CAMBRIDGE, Mass. - Seven scholars from Ukraine, Poland and the United States have been selected as the first recipients of the Eugene and Daymel Shklar Fellowships in Ukrainian Studies at Harvard University. The first Shklar Fellows, who were selected through an international competition, will begin their residency at the Harvard Ukrainian Research Institute in the 2001-2002 academic year.

These scholars boast a wide range of academic experience and research interests in anthropology, history, political science and literature. They include: Laada Bilaniuk (department of anthropology, University of Washington); Oleksander Halenko (Institute of Political and Ethno-National Studies, National Academy of Sciences of Ukraine); Aleksandra Hnatiuk (Center for Studies on the Classical Tradition, Warsaw University); Tamara Hundorova (Institute of Literature, National Academy of Sciences of Ukraine); Volodymyr Kravchenko (department of Ukrainian studies, Kharkiv State University); Volodymyr Kulyk (Institute of Political and Ethno-National Studies, National Academy of Sciences of Ukraine); and Stephen Shulman (department of political science, Southern Illinois University).

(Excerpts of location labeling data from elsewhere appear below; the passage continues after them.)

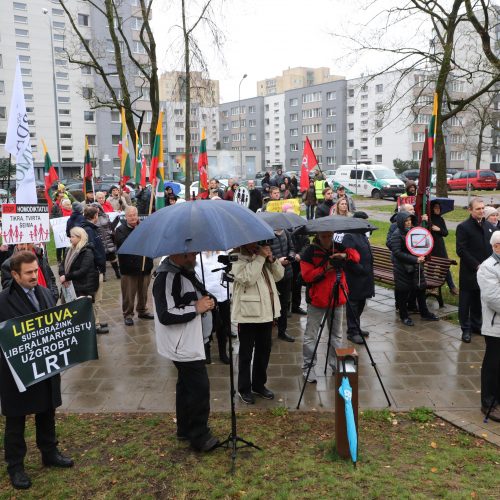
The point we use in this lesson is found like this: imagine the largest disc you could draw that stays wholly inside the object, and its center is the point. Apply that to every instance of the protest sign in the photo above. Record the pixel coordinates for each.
(25, 224)
(59, 229)
(41, 344)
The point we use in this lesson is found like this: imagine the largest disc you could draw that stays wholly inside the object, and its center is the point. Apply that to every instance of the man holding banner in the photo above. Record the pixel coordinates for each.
(25, 296)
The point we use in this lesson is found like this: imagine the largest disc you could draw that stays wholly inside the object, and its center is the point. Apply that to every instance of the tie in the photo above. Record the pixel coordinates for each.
(31, 295)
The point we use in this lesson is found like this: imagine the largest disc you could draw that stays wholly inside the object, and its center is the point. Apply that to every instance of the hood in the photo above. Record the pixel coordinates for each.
(400, 220)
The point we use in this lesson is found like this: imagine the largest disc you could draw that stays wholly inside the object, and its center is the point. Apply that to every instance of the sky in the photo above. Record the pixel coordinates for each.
(264, 37)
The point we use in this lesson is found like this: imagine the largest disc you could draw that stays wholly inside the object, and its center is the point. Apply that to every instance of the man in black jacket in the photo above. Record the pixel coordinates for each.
(25, 296)
(473, 247)
(136, 272)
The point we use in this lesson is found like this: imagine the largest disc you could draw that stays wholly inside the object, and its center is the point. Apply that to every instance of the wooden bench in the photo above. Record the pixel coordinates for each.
(435, 270)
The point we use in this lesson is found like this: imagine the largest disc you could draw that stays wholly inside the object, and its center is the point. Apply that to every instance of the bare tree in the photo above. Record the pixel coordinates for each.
(451, 29)
(128, 64)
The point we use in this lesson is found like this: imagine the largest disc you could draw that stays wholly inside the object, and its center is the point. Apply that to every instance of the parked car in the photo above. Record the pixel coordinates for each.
(474, 179)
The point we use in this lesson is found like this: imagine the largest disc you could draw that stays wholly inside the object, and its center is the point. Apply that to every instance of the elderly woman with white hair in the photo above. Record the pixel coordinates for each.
(488, 278)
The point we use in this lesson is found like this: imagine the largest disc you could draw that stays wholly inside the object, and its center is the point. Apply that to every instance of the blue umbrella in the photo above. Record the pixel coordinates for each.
(176, 188)
(196, 226)
(345, 390)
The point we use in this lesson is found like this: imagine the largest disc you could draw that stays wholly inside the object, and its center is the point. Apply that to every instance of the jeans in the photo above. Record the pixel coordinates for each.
(490, 372)
(314, 319)
(255, 338)
(469, 310)
(192, 403)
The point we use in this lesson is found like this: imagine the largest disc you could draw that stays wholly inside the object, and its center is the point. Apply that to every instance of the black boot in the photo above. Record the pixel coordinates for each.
(116, 268)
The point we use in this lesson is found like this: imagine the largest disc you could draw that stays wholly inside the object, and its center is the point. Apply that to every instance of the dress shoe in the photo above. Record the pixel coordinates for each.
(494, 414)
(430, 317)
(287, 338)
(264, 393)
(57, 460)
(355, 339)
(466, 337)
(146, 316)
(20, 480)
(247, 398)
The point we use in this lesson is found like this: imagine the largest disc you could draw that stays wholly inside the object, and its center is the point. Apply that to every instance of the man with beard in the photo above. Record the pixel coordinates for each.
(183, 319)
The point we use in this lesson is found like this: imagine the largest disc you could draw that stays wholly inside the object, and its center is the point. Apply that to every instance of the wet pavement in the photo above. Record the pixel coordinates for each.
(425, 365)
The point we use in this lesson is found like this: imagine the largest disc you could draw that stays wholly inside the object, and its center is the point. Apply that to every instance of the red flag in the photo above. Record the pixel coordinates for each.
(309, 162)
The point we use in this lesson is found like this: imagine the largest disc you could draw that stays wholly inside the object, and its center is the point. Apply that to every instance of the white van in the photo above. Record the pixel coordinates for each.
(377, 181)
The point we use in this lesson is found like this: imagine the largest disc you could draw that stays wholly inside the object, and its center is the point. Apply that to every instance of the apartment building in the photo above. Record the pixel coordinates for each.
(57, 92)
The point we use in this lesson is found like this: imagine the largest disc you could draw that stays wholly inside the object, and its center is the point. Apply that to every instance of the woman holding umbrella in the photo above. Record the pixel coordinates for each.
(255, 306)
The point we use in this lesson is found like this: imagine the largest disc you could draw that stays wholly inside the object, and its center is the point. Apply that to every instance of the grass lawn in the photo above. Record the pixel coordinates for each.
(130, 456)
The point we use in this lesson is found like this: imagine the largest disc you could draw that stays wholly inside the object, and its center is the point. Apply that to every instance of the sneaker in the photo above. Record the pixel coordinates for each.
(247, 398)
(264, 393)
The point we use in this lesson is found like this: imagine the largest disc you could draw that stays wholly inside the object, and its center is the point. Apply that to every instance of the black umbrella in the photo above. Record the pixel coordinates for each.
(337, 224)
(280, 220)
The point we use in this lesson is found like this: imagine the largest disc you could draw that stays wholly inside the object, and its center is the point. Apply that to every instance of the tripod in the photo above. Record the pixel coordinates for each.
(233, 439)
(329, 313)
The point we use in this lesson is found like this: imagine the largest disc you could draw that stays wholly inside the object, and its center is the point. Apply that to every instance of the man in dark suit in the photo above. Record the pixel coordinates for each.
(473, 248)
(24, 296)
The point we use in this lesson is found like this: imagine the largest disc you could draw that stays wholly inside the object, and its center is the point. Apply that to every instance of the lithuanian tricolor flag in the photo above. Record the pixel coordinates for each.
(87, 171)
(50, 174)
(156, 171)
(123, 154)
(203, 161)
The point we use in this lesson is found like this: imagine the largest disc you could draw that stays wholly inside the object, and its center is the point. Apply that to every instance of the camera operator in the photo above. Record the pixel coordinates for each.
(321, 264)
(282, 249)
(255, 305)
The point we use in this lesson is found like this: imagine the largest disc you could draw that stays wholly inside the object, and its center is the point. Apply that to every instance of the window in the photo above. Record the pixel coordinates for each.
(83, 19)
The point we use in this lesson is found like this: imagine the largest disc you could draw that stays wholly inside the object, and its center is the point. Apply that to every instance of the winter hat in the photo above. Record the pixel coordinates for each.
(77, 207)
(489, 211)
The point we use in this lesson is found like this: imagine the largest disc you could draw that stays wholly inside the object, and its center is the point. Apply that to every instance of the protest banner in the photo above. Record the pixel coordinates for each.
(41, 344)
(59, 229)
(277, 205)
(25, 224)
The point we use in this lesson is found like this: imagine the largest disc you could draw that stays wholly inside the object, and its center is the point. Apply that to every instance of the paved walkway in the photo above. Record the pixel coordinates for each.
(426, 365)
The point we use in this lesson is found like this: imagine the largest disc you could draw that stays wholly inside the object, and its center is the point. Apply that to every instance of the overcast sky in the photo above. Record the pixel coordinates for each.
(264, 37)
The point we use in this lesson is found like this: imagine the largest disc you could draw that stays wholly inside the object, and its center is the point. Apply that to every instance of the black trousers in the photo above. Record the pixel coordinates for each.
(490, 372)
(15, 445)
(284, 288)
(192, 403)
(255, 338)
(353, 315)
(402, 302)
(296, 285)
(469, 310)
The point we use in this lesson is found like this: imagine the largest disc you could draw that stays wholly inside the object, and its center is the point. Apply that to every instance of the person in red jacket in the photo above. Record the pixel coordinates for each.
(320, 265)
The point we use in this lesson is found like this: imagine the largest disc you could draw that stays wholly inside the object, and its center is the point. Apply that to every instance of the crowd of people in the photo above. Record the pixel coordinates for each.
(268, 281)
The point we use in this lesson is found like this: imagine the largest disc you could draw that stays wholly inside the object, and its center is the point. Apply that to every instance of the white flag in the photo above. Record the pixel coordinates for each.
(18, 144)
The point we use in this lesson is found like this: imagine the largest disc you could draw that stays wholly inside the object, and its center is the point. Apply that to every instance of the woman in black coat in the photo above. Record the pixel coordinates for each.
(408, 272)
(79, 265)
(439, 231)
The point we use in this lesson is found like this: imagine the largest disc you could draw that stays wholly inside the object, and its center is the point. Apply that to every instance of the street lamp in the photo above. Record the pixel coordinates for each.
(56, 110)
(239, 113)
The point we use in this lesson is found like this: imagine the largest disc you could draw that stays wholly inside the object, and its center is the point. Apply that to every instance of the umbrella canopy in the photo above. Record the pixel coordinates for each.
(196, 226)
(345, 390)
(337, 224)
(176, 188)
(447, 204)
(279, 220)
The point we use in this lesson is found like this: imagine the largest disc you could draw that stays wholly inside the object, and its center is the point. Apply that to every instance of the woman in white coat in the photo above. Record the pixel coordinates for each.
(488, 278)
(255, 306)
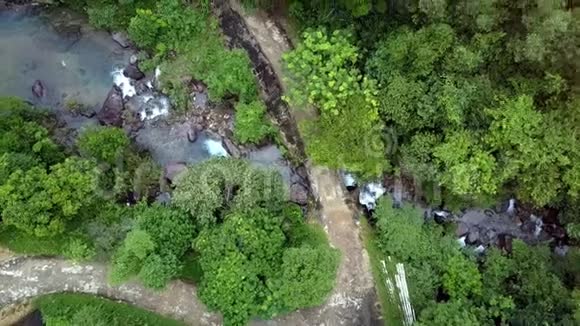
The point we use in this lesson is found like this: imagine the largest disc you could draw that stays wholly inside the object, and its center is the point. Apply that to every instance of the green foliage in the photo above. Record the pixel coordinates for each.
(83, 309)
(248, 271)
(521, 289)
(306, 273)
(462, 278)
(350, 140)
(186, 42)
(145, 28)
(452, 313)
(105, 144)
(42, 203)
(322, 70)
(251, 124)
(24, 243)
(219, 185)
(21, 132)
(154, 248)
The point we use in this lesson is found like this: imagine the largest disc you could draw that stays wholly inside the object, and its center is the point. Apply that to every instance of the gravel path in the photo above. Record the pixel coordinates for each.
(352, 302)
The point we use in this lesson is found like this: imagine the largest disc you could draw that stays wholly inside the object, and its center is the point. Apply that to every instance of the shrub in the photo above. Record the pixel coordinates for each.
(251, 124)
(105, 144)
(79, 250)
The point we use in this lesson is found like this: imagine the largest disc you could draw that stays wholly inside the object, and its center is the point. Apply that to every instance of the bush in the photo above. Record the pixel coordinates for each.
(251, 124)
(79, 250)
(220, 185)
(154, 249)
(105, 144)
(145, 28)
(43, 203)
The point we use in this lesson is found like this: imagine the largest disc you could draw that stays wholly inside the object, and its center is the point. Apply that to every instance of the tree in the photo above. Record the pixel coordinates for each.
(351, 139)
(249, 271)
(105, 144)
(308, 273)
(462, 278)
(154, 248)
(468, 169)
(145, 28)
(451, 313)
(218, 185)
(42, 203)
(322, 70)
(252, 125)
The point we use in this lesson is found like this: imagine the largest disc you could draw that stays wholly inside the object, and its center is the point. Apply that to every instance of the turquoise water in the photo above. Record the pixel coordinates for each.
(80, 69)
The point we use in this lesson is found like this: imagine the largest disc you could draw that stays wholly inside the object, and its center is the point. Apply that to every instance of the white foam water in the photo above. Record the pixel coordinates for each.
(215, 148)
(124, 83)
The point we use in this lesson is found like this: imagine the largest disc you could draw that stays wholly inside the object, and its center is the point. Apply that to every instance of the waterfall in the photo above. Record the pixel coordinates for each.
(215, 148)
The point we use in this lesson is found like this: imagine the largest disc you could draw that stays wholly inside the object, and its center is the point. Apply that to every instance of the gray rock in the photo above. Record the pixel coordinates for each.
(231, 148)
(173, 169)
(133, 72)
(133, 59)
(112, 111)
(473, 236)
(192, 135)
(462, 229)
(299, 194)
(38, 89)
(122, 39)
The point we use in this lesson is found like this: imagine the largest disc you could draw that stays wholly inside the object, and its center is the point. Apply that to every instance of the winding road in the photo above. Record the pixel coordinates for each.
(352, 302)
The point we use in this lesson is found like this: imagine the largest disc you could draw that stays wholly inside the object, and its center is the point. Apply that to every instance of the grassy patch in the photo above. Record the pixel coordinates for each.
(79, 309)
(23, 243)
(389, 308)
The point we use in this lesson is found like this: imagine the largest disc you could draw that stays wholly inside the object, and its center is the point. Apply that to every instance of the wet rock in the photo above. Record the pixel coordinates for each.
(561, 250)
(299, 194)
(173, 169)
(231, 148)
(164, 198)
(38, 89)
(462, 229)
(122, 39)
(473, 236)
(133, 72)
(133, 59)
(192, 135)
(112, 111)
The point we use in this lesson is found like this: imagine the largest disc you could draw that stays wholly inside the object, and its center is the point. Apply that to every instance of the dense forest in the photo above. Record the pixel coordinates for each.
(472, 101)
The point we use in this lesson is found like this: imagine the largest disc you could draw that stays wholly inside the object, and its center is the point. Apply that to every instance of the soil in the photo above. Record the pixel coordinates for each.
(354, 300)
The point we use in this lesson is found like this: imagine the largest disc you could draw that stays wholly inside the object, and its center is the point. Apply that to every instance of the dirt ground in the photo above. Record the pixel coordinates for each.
(353, 301)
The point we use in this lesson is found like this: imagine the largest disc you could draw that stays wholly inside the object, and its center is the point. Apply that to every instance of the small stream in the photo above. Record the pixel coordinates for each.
(75, 62)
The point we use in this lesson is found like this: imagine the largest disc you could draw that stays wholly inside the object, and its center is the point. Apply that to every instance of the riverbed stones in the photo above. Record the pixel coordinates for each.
(173, 169)
(122, 39)
(132, 71)
(38, 89)
(112, 111)
(231, 148)
(299, 194)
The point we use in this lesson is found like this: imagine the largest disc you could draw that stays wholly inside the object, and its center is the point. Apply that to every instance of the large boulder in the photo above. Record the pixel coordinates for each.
(299, 194)
(38, 89)
(112, 111)
(122, 39)
(173, 169)
(231, 148)
(132, 71)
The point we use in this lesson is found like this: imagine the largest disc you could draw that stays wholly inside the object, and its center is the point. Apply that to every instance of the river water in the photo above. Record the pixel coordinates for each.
(76, 62)
(70, 64)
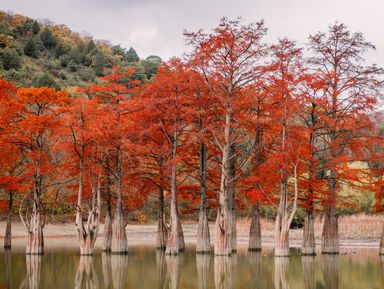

Prof. Roman Szporluk, director of the Ukrainian Research Institute, noted: "This is a most impressive group of scholars. All of us at the institute look forward to their arrival at Harvard University. I am sure that for every one of them the time spent here as Shklar Fellows will be a significant chapter in their intellectual biographies. I am also sure that by interacting with Institute associates and a broader Harvard community they will make us aware of the important work that is being done in the area of Ukrainian studies elsewhere in the world."

"For the institute, and also on behalf of the current and future Shklar Fellows, I thank and salute Eugene and Daymel Shklar for their most generous and imaginative gift," Prof. Szporluk added. "The establishment of the Eugene and Daymel Shklar Fellowships in Ukrainian Studies is a major event not only in the history of the institute and of Harvard, but also a development of great importance for the international community of scholars in Ukrainian, Slavic and East European studies broadly defined."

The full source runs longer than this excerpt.